All Posts
AI

Observations & Evals - Testing Agents

Dec 9, 20252 min read
Featured image for Observations & Evals - Testing Agents

Understanding the difference between observations and evaluations in AI testing, and how to demonstrate this rigor builds customer confidence.

Key Takeaways

  • Observations are qualitative insights from watching AI performance
  • Evaluations are quantitative measurements against defined success criteria
  • Start with observations to identify what matters, then create evals to measure it
  • Customers care about outcomes, not metrics—translate your testing into their value
  • Transparency about your testing process builds trust and becomes a competitive advantage

Understanding the Difference

Observations are what you notice during development. Your AI agent handles a call smoothly. It struggles with accents. It interrupts customers. These are qualitative insights that guide improvement.

Evaluations (Evals) are systematic measurements. You define success criteria, run standardized tests, and get quantifiable results. Does the agent correctly capture phone numbers 95% of the time? Does it complete bookings without human intervention?

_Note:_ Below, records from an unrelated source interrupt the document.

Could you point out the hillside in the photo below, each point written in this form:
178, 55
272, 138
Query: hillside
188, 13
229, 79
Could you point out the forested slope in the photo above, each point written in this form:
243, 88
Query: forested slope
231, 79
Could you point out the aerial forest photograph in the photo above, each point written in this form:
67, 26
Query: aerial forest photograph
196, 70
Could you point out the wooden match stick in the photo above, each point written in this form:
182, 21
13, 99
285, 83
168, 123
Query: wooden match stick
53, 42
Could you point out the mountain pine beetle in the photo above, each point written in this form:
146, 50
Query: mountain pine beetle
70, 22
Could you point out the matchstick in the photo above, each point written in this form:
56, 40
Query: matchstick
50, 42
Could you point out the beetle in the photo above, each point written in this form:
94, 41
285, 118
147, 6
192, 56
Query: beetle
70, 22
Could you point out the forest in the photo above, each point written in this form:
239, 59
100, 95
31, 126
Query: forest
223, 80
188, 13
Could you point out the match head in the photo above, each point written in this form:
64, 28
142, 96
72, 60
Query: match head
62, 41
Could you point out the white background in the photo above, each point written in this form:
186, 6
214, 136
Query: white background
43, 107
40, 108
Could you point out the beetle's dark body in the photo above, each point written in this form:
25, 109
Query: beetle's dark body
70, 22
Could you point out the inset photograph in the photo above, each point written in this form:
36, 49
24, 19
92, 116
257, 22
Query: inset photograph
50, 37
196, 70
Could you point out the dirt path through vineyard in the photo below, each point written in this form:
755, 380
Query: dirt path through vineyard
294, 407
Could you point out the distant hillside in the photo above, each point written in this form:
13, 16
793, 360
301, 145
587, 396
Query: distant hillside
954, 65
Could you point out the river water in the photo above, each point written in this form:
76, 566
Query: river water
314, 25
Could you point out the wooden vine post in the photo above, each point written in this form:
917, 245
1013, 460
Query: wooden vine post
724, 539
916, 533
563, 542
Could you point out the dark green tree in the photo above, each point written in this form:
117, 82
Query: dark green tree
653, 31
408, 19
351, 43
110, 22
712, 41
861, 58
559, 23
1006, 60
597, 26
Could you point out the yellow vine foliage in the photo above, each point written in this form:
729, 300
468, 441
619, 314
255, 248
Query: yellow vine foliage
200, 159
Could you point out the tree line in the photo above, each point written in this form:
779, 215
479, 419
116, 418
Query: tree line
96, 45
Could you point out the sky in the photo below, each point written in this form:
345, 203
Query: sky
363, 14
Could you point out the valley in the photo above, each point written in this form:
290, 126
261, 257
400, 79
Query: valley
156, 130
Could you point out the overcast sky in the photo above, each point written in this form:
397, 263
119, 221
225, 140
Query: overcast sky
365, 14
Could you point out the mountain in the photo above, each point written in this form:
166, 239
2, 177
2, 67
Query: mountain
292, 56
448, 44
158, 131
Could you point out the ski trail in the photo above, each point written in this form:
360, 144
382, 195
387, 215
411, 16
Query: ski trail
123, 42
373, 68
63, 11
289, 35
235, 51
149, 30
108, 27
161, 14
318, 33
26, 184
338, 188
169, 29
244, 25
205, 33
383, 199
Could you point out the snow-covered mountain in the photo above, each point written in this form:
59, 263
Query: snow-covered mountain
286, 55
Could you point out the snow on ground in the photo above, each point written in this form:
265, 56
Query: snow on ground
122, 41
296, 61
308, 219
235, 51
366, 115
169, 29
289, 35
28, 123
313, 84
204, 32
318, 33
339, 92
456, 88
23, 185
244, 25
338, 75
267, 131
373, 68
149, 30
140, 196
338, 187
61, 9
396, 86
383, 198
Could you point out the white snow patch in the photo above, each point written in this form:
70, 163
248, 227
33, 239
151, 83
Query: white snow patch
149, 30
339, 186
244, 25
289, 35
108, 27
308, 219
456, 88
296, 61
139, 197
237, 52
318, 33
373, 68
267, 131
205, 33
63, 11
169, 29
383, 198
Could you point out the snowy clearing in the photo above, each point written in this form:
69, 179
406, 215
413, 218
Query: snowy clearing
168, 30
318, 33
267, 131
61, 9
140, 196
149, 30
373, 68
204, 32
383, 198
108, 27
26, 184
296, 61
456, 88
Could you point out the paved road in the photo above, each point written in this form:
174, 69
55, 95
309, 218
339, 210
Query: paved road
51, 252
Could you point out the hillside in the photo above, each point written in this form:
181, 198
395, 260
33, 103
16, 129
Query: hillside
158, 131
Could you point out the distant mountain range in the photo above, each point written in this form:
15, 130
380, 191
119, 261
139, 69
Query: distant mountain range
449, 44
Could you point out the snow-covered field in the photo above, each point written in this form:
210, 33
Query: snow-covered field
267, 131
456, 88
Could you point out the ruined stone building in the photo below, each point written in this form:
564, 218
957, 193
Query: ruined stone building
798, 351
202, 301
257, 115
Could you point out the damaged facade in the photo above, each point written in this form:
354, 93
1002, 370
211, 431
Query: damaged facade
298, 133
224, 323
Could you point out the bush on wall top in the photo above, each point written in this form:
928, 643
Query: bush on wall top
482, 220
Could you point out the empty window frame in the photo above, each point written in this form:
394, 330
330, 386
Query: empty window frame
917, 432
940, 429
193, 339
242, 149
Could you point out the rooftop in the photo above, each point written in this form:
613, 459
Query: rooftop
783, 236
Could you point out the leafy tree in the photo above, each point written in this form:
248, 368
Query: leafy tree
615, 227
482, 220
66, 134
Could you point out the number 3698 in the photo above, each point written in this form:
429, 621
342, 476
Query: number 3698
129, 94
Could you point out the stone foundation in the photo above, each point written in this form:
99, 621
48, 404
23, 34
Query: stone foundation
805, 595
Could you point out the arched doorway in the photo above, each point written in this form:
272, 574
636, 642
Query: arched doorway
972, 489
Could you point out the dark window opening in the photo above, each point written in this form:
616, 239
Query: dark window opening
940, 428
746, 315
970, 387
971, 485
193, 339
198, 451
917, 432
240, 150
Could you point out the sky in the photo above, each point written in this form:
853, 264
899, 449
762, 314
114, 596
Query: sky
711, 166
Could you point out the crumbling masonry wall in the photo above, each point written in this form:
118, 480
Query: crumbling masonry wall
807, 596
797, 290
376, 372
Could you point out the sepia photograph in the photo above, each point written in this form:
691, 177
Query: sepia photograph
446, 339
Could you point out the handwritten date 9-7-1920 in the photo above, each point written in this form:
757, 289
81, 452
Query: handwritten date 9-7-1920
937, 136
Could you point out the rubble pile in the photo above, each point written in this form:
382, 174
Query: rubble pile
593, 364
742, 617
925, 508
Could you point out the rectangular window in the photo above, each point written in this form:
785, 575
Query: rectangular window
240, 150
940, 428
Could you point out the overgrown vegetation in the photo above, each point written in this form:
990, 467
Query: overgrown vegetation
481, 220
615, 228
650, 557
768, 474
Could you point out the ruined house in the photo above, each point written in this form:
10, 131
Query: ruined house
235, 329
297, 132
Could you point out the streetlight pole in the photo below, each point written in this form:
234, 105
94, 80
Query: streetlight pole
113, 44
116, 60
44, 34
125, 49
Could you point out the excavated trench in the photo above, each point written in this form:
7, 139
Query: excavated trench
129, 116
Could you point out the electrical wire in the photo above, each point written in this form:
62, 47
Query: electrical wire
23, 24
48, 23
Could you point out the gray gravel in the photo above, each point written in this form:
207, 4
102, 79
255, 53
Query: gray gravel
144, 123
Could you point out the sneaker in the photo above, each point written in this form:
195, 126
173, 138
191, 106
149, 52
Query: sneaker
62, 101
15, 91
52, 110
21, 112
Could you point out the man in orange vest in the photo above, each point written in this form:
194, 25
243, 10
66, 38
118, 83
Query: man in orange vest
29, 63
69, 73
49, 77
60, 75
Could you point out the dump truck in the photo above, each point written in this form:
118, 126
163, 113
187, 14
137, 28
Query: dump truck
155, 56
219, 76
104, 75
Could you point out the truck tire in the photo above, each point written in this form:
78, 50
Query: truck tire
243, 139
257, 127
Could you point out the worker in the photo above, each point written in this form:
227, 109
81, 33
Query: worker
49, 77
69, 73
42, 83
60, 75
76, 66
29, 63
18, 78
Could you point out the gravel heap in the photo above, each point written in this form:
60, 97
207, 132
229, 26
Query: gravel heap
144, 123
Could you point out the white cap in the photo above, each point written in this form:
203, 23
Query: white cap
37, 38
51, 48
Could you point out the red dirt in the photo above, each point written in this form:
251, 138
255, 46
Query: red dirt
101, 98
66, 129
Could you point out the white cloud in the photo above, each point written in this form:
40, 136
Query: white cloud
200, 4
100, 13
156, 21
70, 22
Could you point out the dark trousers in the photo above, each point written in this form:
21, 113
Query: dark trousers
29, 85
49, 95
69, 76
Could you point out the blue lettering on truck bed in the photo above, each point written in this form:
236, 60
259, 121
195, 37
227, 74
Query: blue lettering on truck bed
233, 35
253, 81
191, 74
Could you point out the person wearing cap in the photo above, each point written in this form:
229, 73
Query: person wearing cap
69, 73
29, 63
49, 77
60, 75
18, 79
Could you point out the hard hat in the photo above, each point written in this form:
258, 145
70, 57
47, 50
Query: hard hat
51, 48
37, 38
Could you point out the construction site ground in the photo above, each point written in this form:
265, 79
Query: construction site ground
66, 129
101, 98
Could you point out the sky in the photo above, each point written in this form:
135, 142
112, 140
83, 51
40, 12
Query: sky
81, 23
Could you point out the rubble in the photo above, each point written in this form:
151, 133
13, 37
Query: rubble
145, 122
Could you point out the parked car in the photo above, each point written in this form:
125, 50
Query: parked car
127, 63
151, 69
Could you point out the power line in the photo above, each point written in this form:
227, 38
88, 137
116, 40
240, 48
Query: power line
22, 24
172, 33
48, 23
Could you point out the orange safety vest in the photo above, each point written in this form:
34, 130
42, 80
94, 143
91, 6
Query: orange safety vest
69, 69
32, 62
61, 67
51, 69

Testing encompasses both—the structured process of observing behavior and evaluating performance against defined standards.

The Correct Order

Start with observations. Deploy your AI agent in controlled scenarios. Watch how it performs. Listen to calls. Note failure patterns. These observations reveal what matters.

Use observations to define evaluation criteria. If you notice the agent frequently misunderstands menu items, create an eval: "Correctly identify menu items from spoken requests—target 98% accuracy."

Run evaluations regularly. As you improve the system, evals provide objective evidence of progress. They catch regressions you might miss through casual observation.

Return to observations when evals fail. Numbers tell you what broke. Observations reveal why.

The Customer Value Problem

Here's the challenge: your observations and evals matter to you. They don't automatically matter to customers.

A customer doesn't care that your agent scores 94% on intent classification. They care that callers get their questions answered and appointments booked without frustration.

Demonstrating value requires translation. Instead of: "Our eval shows 97% accuracy on address capture," say: "97 out of 100 callers have their delivery addresses recorded correctly the first time—no callbacks needed."

Connect internal metrics to external outcomes. Failed evals mean missed appointments, frustrated customers, lost revenue. Passing evals mean smoother operations, happier customers, captured business.

Making Testing Visible

Smart teams show customers their testing process. Share example conversations—both successful and failed. Explain how you caught and fixed problems before they affected real callers. Demonstrate continuous improvement through before/after metrics.

This transparency builds trust. Customers see you're not just deploying AI and hoping for the best. You're systematically ensuring quality.

Conclusion

Observations guide development. Evals measure progress. Testing combines both into a systematic quality process. But the real skill is translating internal rigor into customer confidence. Show your work. Connect your metrics to their outcomes. Let testing become a selling point, not just a development practice.